The natural gas industry grew last year at the fastest rate since the immediate aftermath of the financial crisis, led by a surge in Chinese demand, which also helped to propel growth in energy consumption globally, according to energy major BP.

A switch to cleaner fuels boosted gas demand, but efficiency gains slowed as industrial activity picked up, coal consumption rose for the first time in four years and carbon emissions increased after three years of little to no growth.

The data show how entrenched fossil fuels are in the energy system, even as governments make drastic policy shifts towards greener energies, raising questions about how the world meets emissions targets under the Paris climate accord.

“It’s a case of two steps forward, one step back,” said Spencer Dale, chief economist at BP.

Gas consumption rose by 3 per cent — or 96bn cubic metres — which is the fastest since 2010. Production expanded by 4 per cent or 131 bcm, BP said in its annual statistical review published on Wednesday, in what was a “bumper year”.

Chinese consumption accounted for a third of the global increase, as the industrial and residential sectors swtiched from coal to gas for power generation as part of a government drive to tackle air pollution.

With a deadline of a five-year environmental plan expiring, Beijing announced a new series of measures late in 2017 for major cities that helped bolster growth in gas consumption.

“The resulting increase in gas demand was greatly compounded by the switch into gas reaching a peak just as winter heating demand was ramping up,” said Mr Dale.

Still, despite the substantial switching to gas, China’s demand for coal grew for the first time after three consecutive years of declines. This, alongside growing demand in India, propelled global coal consumption.

“After several years of free-fall, the coal market experienced a mini-revival last year,” Mr Dale said.

Global coal consumption increased by 25m tonnes of oil equivalent, or 1 per cent — the first growth since 2013. This follows last year’s report when BP said the world has made a “decisive” shift away from coal.

The uptick in coal consumption alongside a pick-up in global economic growth and industrial activity drove a marked increase in carbon emissions in 2017 for the first time in three years.

“The backward’s step in last year’s data is most stark in carbon emissions from energy consumption,” Mr Dale said.

The new data reveal that despite the “extraordinary growth” in renewables for power generation — 17 per cent last year alone, led by wind and solar — coal has retained the same share of its power sector fuel mix over the past 20 years.

Coal’s share was 38 per cent in 1998, the same in 2017. Non-fossil fuel’s share was slightly lower over the time period as the rising share of renewables failed to offset the drop in nuclear.

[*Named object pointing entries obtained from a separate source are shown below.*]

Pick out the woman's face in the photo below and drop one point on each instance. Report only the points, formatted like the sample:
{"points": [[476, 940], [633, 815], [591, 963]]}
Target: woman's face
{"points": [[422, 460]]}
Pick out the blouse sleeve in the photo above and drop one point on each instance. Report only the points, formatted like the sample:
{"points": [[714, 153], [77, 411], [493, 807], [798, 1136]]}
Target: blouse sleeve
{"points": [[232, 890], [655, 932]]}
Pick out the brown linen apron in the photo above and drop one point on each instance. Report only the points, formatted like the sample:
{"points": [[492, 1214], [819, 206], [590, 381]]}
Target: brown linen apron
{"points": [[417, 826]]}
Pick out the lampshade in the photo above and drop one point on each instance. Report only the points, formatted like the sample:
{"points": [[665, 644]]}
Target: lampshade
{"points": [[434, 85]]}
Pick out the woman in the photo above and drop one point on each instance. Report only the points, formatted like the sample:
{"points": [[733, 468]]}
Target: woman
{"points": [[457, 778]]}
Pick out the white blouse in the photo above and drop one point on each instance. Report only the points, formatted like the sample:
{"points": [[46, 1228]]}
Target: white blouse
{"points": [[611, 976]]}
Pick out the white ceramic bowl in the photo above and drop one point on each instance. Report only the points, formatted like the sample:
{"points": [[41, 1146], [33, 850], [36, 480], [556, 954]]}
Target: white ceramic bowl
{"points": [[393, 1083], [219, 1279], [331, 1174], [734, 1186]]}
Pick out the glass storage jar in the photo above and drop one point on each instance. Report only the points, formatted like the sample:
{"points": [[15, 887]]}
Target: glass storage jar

Mr Dale said this was worrying because the power sector is the single most important source of carbon emissions from energy consumption, accounting for a third of those emissions in 2017.

“To have any chance of getting on a path consistent with meeting the Paris climate goals there will need to be a significant improvement in the power sector,” Mr Dale said. “This is one area we haven’t even taken one step forward.